President Obama with Michelle Obama

As Nicholas K. Geranios points out, in the 102 years since Father’s Day began being celebrated fatherhood has changed. He states that, according to the U.S. Census Bureau, in 2010 15 percent of single parents were men and there were 158,000 stay-at-home dads. The Census Bureau also said various reports showed that fathers were good about reading to their children, praising them at least three times a day and taking them on outings.  

In addition, according to Ruki Sayid in The Mirror, Dads spend a lot of their time giving their children lifts and collecting them from sports activities and hobbies. Research shows dads spend nearly an hour and a half each week waiting in cars, which equates to 22 days of their lives just hanging around. The survey, conducted for Sainsbury’s Bank, revealed that the drives allowed parents to spend quality time chatting to their children in the car.

However, Michael Gurian noted that 90 percent of homeless and runaway children, 71 percent of high school dropouts and 63 percent of young people who commit suicide came from fatherless homes.

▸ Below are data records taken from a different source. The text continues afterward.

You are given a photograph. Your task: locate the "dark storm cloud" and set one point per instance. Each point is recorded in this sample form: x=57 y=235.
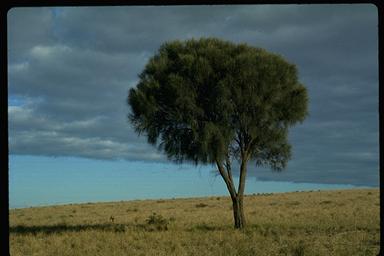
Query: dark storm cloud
x=70 y=70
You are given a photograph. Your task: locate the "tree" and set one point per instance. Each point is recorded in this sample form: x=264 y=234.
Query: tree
x=213 y=101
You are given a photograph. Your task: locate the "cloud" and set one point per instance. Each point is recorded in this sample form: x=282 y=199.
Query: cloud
x=70 y=70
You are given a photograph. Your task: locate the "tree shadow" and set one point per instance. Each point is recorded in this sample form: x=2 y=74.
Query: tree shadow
x=60 y=228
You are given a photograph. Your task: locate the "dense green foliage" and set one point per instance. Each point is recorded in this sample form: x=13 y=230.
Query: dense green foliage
x=210 y=100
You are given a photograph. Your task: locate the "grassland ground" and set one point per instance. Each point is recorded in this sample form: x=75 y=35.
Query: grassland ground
x=339 y=222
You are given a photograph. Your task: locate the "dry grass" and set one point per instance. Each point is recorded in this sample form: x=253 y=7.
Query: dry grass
x=344 y=222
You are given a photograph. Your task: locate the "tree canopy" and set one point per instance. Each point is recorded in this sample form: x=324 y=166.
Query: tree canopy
x=208 y=100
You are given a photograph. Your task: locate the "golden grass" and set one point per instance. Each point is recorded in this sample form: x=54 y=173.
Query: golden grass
x=341 y=222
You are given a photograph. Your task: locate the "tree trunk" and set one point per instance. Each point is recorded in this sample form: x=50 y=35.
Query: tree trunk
x=238 y=212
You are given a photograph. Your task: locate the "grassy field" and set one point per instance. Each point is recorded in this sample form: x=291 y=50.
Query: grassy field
x=340 y=222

He is quoted as saying "Without fathers you would have no civilization.....If we don't protect fathering, we are going to really be messed up."

So where did Father’s Day start? Some people cite the  a church sermon made in West Virginia, USA in 1908 in memory of 362 men killed in explosions at the Fairmont Coal Company mines. However, this was intended as a commemoration, not an annual holiday.

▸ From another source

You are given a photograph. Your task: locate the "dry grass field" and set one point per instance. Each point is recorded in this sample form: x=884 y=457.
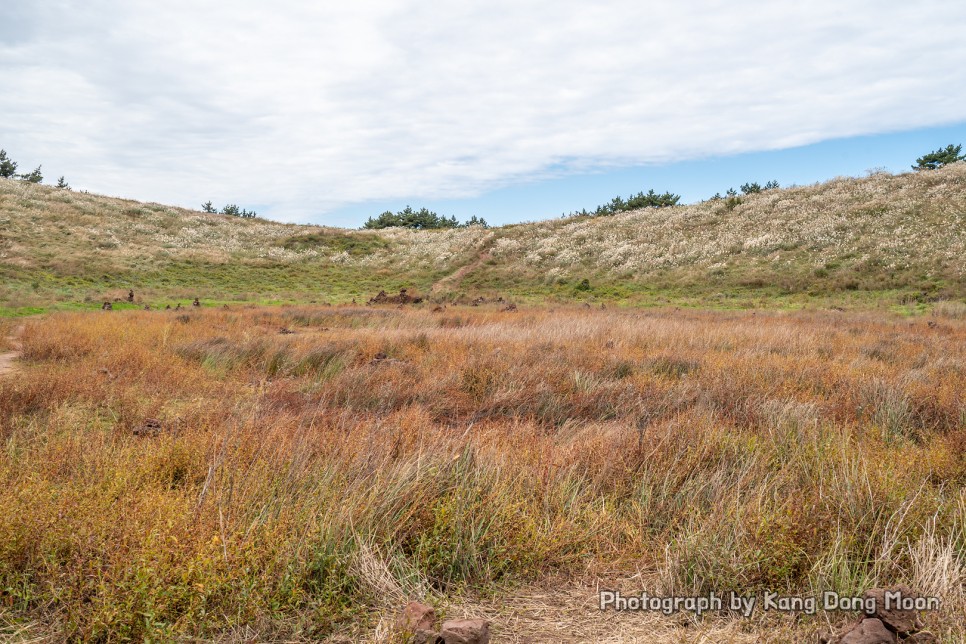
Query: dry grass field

Credit for the annual celebration is more usually attributed to  Mrs. Sonora Smart Dodd. She was married to John Bruce Dodd, one of the original founders of Ball & Dodd Funeral Home. They had a son, Jack Dodd, born in 1909.

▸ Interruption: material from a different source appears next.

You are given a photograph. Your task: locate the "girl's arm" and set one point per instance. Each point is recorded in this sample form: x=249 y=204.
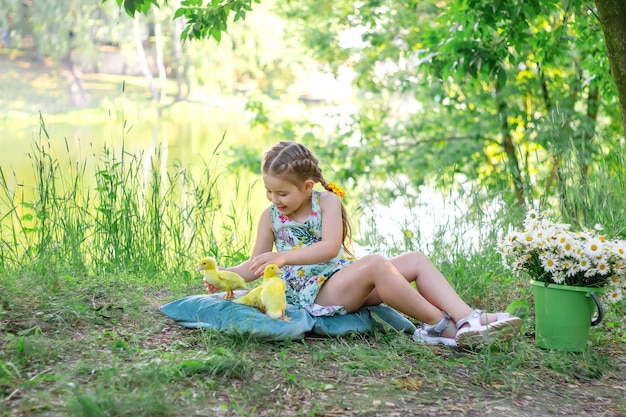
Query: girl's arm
x=264 y=243
x=322 y=251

http://acelebrationofwomen.org/wp-content/uploads/2010/10/sonora_louise_smart_dodd.jpg
Mrs. Sonora Smart Dodd

Mrs. Dodd’s mother had died during childbirth, leaving her father, William Jackson Smart, to raise his five sons and daughter on his own.  In 1910, she attended a Mother’s Day church service and decided that her father had made just as much effort in raising the family as mothers did. She decided his efforts should be honoured in the same way – with a special day. Approaching the Spokane Ministerial Association and the local YMCA, Mrs Dodd’s asked them to support her proposal. Originally intended to take place on her father’s birthday, the celebration had to be postponed until the third Sunday of June. The first Fathers day celebration took place on 19th June 1910 in Spokane.
Father’s Day did not receive an immediate support. However, Newspapers picked up the story and spread it across the country. Mrs. Dodd’s campaign gained recognition from political leader William Jennings Bryan, who complimented her on her idea adding “too much emphasis cannot be placed upon the relation between parent and child."
President Woodrow Wilson


Attempts were made to make Father’s Day an official holiday by introducing a bill to Congress in 1913. It was approved by US President Woodrow Wilson, who went to Spokane to celebrate Father's Day in 1916.


However, Congress worried that the new holiday would be too commercialized and so defeated two attempts to formally recognize the holiday. However, stopping short of issuing a national proclamation, in 1924 US President Calvin Coolidge recommended that the day be observed by the nation. He suggested that states should hold their own Father’s Day observances. His formal proclamation designated the third Sunday in June as Father’s Day to “establish more intimate relations between fathers and their children and to impress upon fathers the full measure of their obligations.”
Following an accusation by Senator Margaret Chase Smith that Congress had been ignoring fathers for 40 years, in 1956/7 a Joint Resolution of Congress finally gave recognition to Father’s Day. In 1966, President Lyndon B. Johnson signed the first presidential proclamation honoring fathers, designating the third Sunday in June as Father’s Day. In 1972, President Richard Nixon made it a permanent national holiday by law.
The idea of celebrating Fathers day spread to the UK from America. However, it did not take off until the 1970’s, when the idea of equal rights was at the forefront of consciousness.

So wish your dad a Happy Father's Day tomorrow and show he is not forgotten!